Didik menerangkan, misalnya, soal pembatasan sumbangan dana kampanye dari perseorangan dan perusahaan tidak efektif. Karena sumbangan dari partai, caleg, dan pejabat eksekutif, tidak dibatasi, sehingga banyak penyumbang perseorangan dan perusahaan menitipkan uang sumbangan melalui jalur ini.
Didik Khawatir, tidak adanya dua prinsip transparansi dan akuntabilitas seperti diterangkan di atas, maka dana kampanye parpol yang berasal dari sumbangan 'gelap' bisa tetap lolos dan menimbulkan kerugian calon yang miskin dana kampanye dan masyarakat secara umum.

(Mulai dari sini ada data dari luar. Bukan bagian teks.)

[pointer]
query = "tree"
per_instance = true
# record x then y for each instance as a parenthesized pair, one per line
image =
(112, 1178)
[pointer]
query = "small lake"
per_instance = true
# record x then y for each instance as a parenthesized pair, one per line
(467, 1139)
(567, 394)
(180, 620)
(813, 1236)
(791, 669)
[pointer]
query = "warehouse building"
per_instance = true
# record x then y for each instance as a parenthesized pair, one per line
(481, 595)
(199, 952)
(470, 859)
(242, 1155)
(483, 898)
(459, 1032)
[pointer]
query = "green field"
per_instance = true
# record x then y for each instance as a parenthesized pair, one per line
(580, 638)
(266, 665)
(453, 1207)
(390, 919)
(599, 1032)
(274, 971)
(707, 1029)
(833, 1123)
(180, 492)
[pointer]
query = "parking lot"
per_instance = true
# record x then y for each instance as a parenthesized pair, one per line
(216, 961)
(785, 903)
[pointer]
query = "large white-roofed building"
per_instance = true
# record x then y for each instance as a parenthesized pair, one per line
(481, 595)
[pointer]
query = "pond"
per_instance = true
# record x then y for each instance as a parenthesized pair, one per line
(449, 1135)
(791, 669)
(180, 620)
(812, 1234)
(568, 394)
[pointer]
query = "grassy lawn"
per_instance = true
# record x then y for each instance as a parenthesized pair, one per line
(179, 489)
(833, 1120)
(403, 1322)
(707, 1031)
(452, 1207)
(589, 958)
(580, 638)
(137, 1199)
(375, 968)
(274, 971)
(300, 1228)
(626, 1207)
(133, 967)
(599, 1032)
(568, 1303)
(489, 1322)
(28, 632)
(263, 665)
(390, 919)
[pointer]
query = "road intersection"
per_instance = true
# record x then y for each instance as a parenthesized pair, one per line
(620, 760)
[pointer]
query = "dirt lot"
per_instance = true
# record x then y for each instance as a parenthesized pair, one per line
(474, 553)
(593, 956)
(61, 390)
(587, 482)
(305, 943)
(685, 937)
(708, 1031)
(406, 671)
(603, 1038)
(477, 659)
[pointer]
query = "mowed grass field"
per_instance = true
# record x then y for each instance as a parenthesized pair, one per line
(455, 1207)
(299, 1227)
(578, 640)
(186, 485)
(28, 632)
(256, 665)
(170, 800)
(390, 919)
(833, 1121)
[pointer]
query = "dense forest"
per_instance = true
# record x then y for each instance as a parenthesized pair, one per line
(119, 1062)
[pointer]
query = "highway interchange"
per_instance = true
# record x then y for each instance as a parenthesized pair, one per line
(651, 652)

Selain itu, sambung Didik, masalah juta muncul jika menilik aspek belanja, pengaturan dana kampanye yang ada. Setidaknya, contoh Didik, pembatasan belanja kampanye membuat Parpol dan caleg menggalang dana kampanye dengan menghalalkan segala cara.
"Mereka berkeras melakukan kampanye sebesar mungkin karena dari pemilu ke pemilu terlihat parpol dan calon yang kampanyenya paling masif dan intensif terbukti berhasil meraih suara dan kursi lebih banyak," ucapnya.